Problem
I was pushing a new Docker image tag for each application code commit, and the admins of the private registry were getting annoyed at how much space I was using.
Solution Summary
Yes, I know there are strategies to clean up old tags but I first wanted to reduce the impact of the tags I was pushing. With the right layering strategy, I knew I could reduce the net registry size increase of consecutive tag pushes.

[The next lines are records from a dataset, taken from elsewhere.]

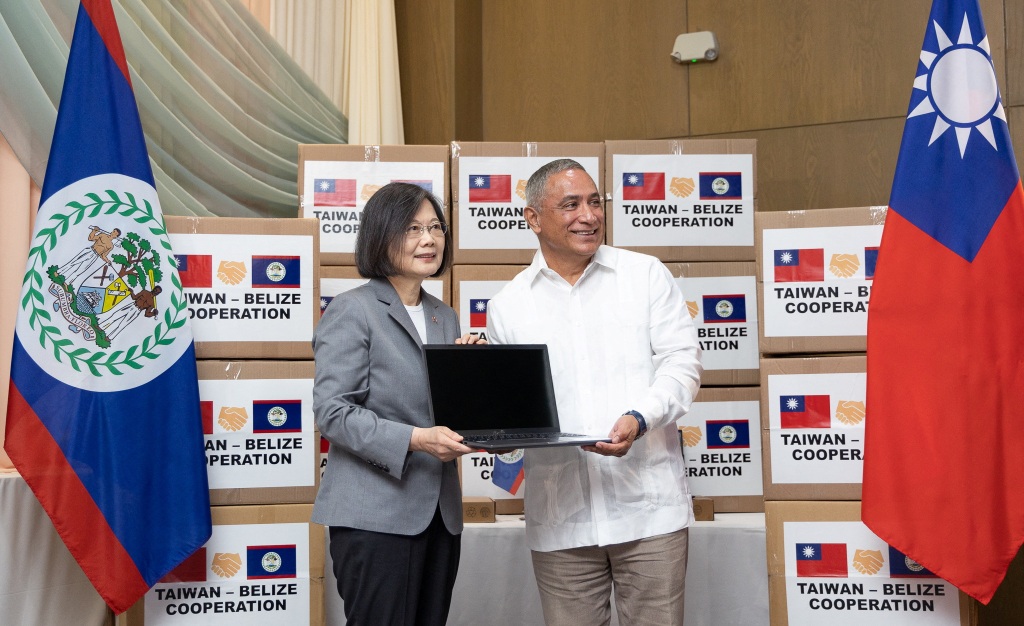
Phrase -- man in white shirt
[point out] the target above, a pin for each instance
(626, 365)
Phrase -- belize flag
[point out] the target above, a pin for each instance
(103, 414)
(945, 387)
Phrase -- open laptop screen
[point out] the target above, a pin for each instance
(492, 387)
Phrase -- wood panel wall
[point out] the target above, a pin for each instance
(823, 85)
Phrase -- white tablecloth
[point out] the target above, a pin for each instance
(726, 576)
(40, 582)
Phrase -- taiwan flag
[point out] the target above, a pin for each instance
(103, 418)
(491, 188)
(276, 416)
(807, 264)
(478, 313)
(945, 334)
(721, 185)
(427, 184)
(508, 471)
(821, 559)
(334, 192)
(719, 308)
(276, 272)
(728, 433)
(805, 411)
(870, 260)
(196, 270)
(192, 570)
(270, 561)
(643, 185)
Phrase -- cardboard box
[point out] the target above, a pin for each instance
(812, 411)
(487, 210)
(682, 200)
(473, 286)
(722, 449)
(815, 269)
(252, 285)
(498, 476)
(477, 509)
(259, 431)
(704, 509)
(357, 171)
(852, 577)
(268, 557)
(722, 299)
(338, 279)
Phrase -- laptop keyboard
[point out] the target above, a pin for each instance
(522, 435)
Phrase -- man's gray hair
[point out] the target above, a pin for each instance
(539, 180)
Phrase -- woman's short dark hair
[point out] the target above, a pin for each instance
(382, 228)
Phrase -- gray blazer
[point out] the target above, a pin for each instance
(370, 391)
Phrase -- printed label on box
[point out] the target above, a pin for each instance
(816, 427)
(499, 476)
(473, 298)
(258, 432)
(817, 281)
(682, 200)
(335, 193)
(247, 287)
(330, 288)
(493, 194)
(722, 448)
(725, 314)
(251, 573)
(841, 573)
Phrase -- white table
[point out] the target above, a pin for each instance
(726, 576)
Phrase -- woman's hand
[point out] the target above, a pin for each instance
(439, 442)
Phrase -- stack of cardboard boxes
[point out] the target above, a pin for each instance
(252, 297)
(814, 277)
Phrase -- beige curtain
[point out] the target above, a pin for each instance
(350, 50)
(18, 203)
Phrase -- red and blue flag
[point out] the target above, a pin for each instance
(945, 384)
(103, 415)
(643, 185)
(794, 265)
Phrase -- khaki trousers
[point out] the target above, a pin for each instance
(648, 577)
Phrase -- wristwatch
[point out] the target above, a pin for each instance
(640, 421)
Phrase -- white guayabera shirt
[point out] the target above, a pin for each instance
(619, 339)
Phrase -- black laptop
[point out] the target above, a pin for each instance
(497, 397)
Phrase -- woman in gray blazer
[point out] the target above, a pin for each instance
(390, 492)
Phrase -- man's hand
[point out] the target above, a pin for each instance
(844, 265)
(622, 435)
(231, 273)
(850, 412)
(438, 442)
(867, 561)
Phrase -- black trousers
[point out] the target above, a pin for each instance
(395, 580)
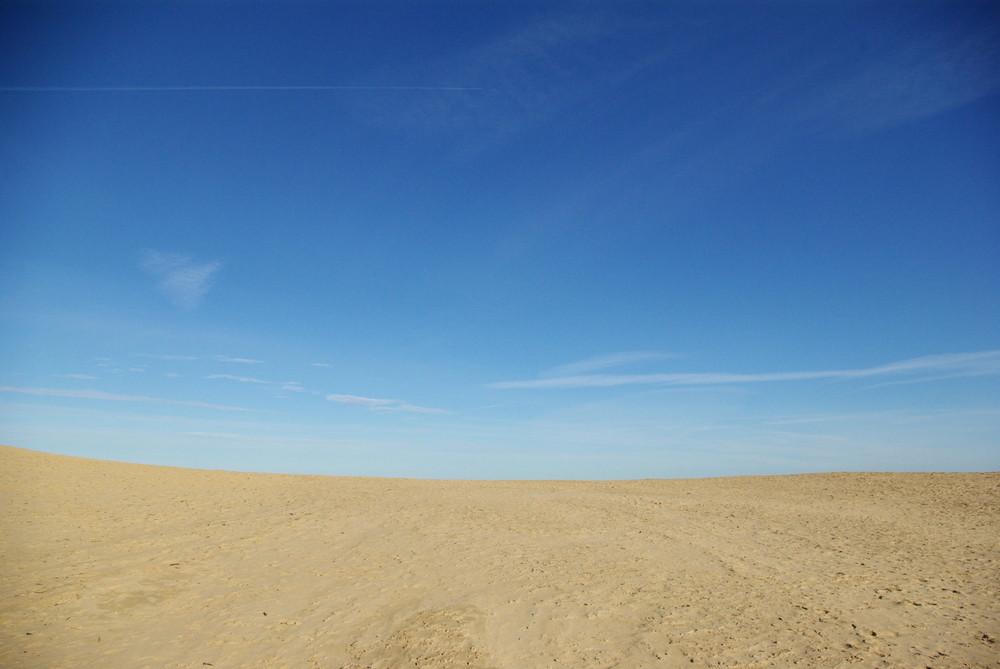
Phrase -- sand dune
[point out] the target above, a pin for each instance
(107, 564)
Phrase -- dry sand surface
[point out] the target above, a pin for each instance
(107, 564)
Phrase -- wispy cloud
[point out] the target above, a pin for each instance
(920, 79)
(101, 395)
(605, 361)
(526, 75)
(954, 364)
(180, 278)
(380, 404)
(241, 379)
(226, 358)
(162, 357)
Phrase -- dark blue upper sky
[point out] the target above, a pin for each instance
(383, 235)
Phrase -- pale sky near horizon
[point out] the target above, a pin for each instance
(502, 239)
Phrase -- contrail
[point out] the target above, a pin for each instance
(144, 89)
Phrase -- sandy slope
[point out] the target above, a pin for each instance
(107, 564)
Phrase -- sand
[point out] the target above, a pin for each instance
(107, 564)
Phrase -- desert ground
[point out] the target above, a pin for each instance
(106, 564)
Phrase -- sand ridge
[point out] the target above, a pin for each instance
(113, 564)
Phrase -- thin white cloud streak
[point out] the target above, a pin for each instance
(182, 280)
(605, 361)
(377, 404)
(241, 379)
(101, 395)
(958, 364)
(919, 80)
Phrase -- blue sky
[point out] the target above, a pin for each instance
(502, 240)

I wanted to only push what had actually changed in the application. In addition to reducing the impact on the registry, having smaller tag deltas could possibly speed up rolling deployments since nodes could potentially have less to download.
Qualifiers
I don’t know how helpful or applicable my strategies will be your specific application, so let’s get the specifics of my application out of the way:
- Docker (obviously)
- Spring Boot
- Maven
- Java
- Most of the day-to-day changes in the application occur in classes directly found in the top-most project, the project containing the
@SpringBootApplication
class. If this isn’t the case in your application, then a different “separation strategy” might apply.
Solution Details
FYI – There is executable example code. So, if the level of detail in the following steps is lacking, checking out the code and playing around with it is one good way to fill in the gaps. This code repository’s commit history contains some commits that illustrate the correlation of changes in different parts of the code base with how that affects the layer caching behavior. The details that follow revolve around those commits. You’ll see that commit diffs also include the relevant command line execution logs.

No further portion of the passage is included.